Step 2: Determine Object and Image Distances
The image is formed at v = +10 \text{ m} behind the refracting surface. It is given that the image distance is \tfrac{2}{3} of the object distance. Denote the magnitude of object distance by |u| . Then:
v = \frac{2}{3} |u|.
Since v = 10 m, we have:
10 = \frac{2}{3} |u| \quad \Rightarrow \quad |u| = 15.
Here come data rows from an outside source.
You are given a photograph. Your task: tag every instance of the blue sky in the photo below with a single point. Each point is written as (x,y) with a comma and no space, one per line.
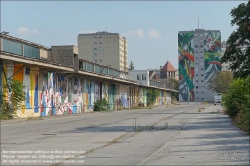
(151,27)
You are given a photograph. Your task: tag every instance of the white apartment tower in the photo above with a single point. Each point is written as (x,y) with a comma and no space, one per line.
(199,54)
(109,49)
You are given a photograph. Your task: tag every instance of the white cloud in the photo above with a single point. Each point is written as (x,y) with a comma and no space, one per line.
(154,34)
(26,31)
(89,31)
(136,33)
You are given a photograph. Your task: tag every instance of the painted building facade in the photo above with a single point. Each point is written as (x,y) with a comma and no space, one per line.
(199,54)
(58,89)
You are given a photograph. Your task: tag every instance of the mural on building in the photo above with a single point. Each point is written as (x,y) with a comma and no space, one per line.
(30,81)
(186,66)
(112,100)
(105,91)
(50,94)
(212,54)
(97,91)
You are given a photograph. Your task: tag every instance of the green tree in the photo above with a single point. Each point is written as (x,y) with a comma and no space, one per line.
(131,66)
(219,83)
(237,102)
(176,87)
(238,44)
(13,98)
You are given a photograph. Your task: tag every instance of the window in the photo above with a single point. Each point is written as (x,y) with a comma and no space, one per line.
(138,76)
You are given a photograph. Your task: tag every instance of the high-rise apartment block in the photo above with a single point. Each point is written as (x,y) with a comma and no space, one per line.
(224,66)
(104,48)
(199,54)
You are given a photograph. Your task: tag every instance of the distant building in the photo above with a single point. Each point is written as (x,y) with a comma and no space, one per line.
(199,55)
(109,49)
(224,66)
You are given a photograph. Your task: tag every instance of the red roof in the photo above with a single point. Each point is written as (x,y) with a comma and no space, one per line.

By the sign convention for refraction at a convex surface (with the surface bulging towards the right and object on the left side), the object distance is taken as negative:
u = -15 \text{ m}, \quad v = +10 \text{ m}.
Step 3: Use the Refraction Formula for a Spherical Surface
For refraction from a single spherical surface separating two media with refractive indices \mu_1 and \mu_2 , the formula is:
\frac{\mu_2}{v} - \frac{\mu_1}{u} = \frac{\mu_2 - \mu_1}{R},
where R is the radius of curvature of the refracting surface.
Step 4: Substitute the Known Values
Substitute \mu_1 = 1 , \mu_2 = 1.5 , v = +10 m, and u = -15 m into the formula:
\frac{1.5}{10} - \frac{1}{-15} = \frac{1.5 - 1}{R}.
Step 5: Simplify the Left Side
Compute each term:
\frac{1.5}{10} = 0.15, \quad \frac{1}{-15} = -\frac{1}{15} = -0.0667.
Hence,
0.15 - \left( -0.0667 \right) = 0.15 + 0.0667 \approx 0.2167.
Step 6: Simplify the Right Side
The right side is:
\frac{1.5 - 1}{R} = \frac{0.5}{R}.
Step 7: Equate and Solve for R
Set the two sides equal:
0.2167 = \frac{0.5}{R} \quad \Rightarrow \quad R = \frac{0.5}{0.2167} \approx 2.3077 \text{ m}.
The problem statement also gives R = \tfrac{x}{13} \text{ m}.
Hence,
\frac{x}{13} = 2.3077 \quad \Rightarrow \quad x = 2.3077 \times 13 = 30.
Step 8: Final Answer
Therefore, the value of x is:
x = 30.